Ce mardi 14 avril, les gendarmes du Doubs ont été appelés à intervenir à Geneuille pour une situation alarmante : un homme serait sur le point de proférer de graves violences sur sa mère. Les brigades numériques, réactives, ont immédiatement dépêché plusieurs patrouilles sur les lieux. À leur arrivée, ils ont rapidement réalisé qu'il ne s'agissait que d'une fausse alerte. Aucun signe de violence n'était palpable et les résidents concernés n'étaient pas impliqués. "Aucun des éléments annoncés n'était réel et aucune infraction n'a été constatée," a déclaré la gendarmerie locale.
Cette fausse alerte, connue sous le nom de swatting, est une méthode malveillante qui incite les forces de l'ordre à se déplacer pour des situations fictives. Elle vise à nuire aveuglément à des individus ou à perturber le bon fonctionnement des services de secours. Le terme 'swatting' dérive de l'unité d'intervention américaine SWAT. En France, cette pratique est sévèrement réprimée : jusqu'à 2 ans de prison et 30 000 euros d'amende peuvent être imposés à ceux qui en sont coupables. Les recherches pour identifier le coupable de cette alerte sont déjà en cours.
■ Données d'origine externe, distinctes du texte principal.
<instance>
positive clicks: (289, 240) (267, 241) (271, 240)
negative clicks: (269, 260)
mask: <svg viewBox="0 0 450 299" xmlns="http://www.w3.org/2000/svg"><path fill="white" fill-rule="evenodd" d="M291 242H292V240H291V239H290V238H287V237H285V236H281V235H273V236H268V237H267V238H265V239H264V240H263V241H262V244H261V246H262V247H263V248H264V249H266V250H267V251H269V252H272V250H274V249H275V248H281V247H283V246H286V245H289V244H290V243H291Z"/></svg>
Ce n'est pas la première fois que les gendarmes du Doubs font face à ce type d'incidents. En janvier 2026, une intervention similaire avait été déclenchée lorsqu'un jeune homme avait déclaré que son père avait poignardé sa mère, mobilisant près de vingt agents. À l'issue de cette intervention, les gendarmes avaient découvert que l'alerte était également infondée, illustrant ainsi la nature sérieuse du phénomène du swatting.
Les conséquences de ce phénomène ne se limitent pas aux coûts en ressources humaines et matérielles, mais mettent également en péril la sécurité publique, car elles détournent les forces de l'ordre de véritables urgences. Un expert en sécurité, interrogé par La France Vit Aujourd'hui, souligne que 'les fausses alertes entraînent une surcharge inutile sur le système de secours qui pourrait être utilisé pour des situations réelles'.